I've never had issues with the Gamecube controller, and I have none with the set-up for Pikmin 2. I do think it's interesting that they've chosen to assign sprays to the little arrow controller at the bottom left, which is seldom, if ever, used. I haven't found myself using the sprays because I'm just not accustomed to reaching down that way with the ole left thumb. Sometimes the camera angling can be tricky, and I would prefer a control system like Mario Sunshine, where the camera is controlled by the yellow joystick and can be moved freely, not necessarily aimed only at the direction Olimar/Louie is facing when you hit R. At any rate, once you're used to it it is not a big deal at all.
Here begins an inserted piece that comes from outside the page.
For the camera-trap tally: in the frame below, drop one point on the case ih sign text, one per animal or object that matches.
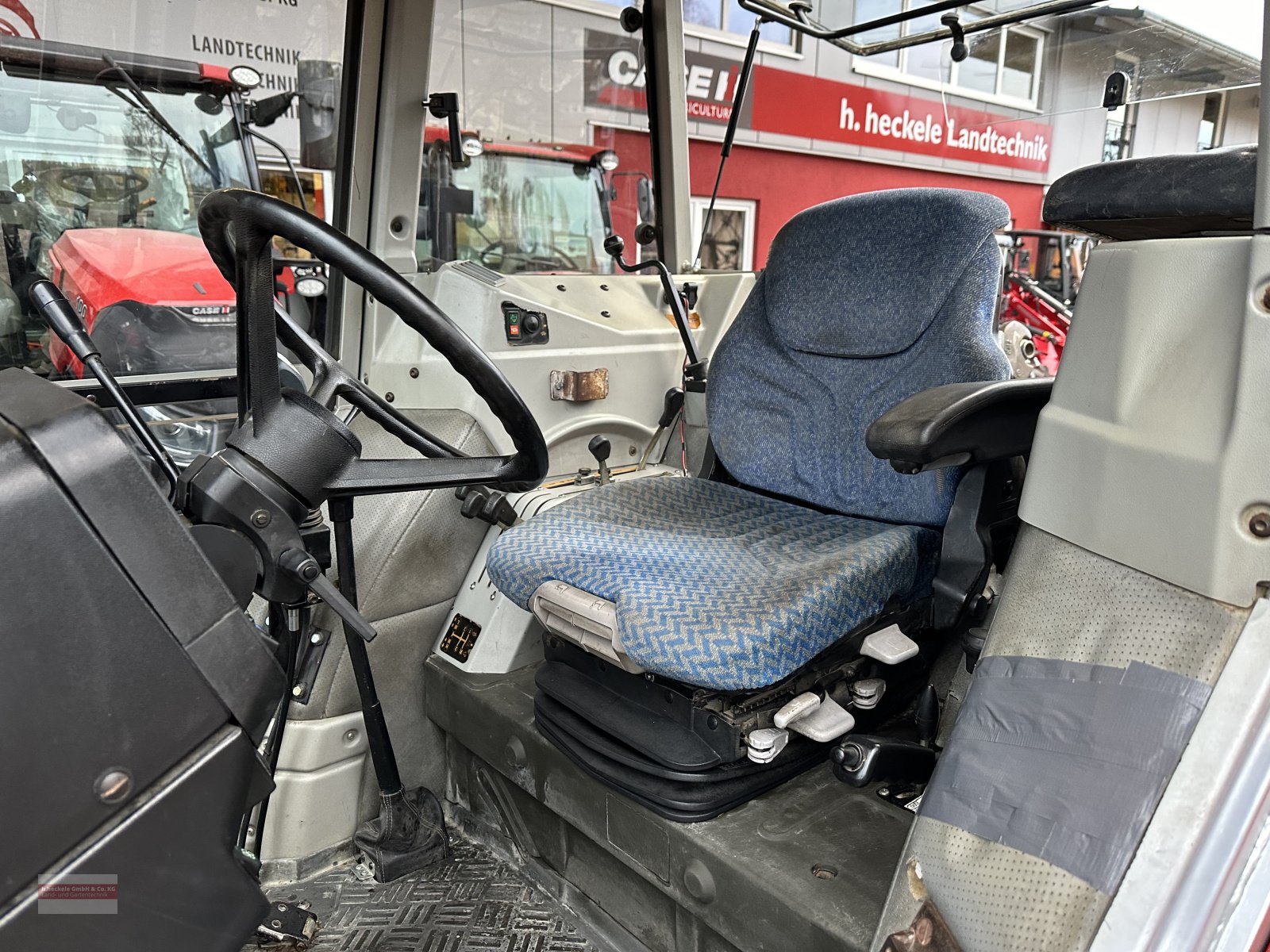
(829, 111)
I have had a great time replaying Pikmin 1, and I believe 2 will do the same for me. Although there may not be any need for a Replay since you have an unlimited number of days to explore. I don't know what happens when you earn the 10,000 pokos -- maybe you're immediately sent back to Hocotate, maybe not? I will let you know replay when I get done with the first run.
To Buy or Not To Buy?
I would say if you have a Gamecube, pick up Pikmin 1 somewhere for like, $10 and give that a shot before blowing your $50 wad on Pikmin 2. They are so strikingly similar that you can know if you'll enjoy the gameplay, but 2 adds enough that I am happy with owning both.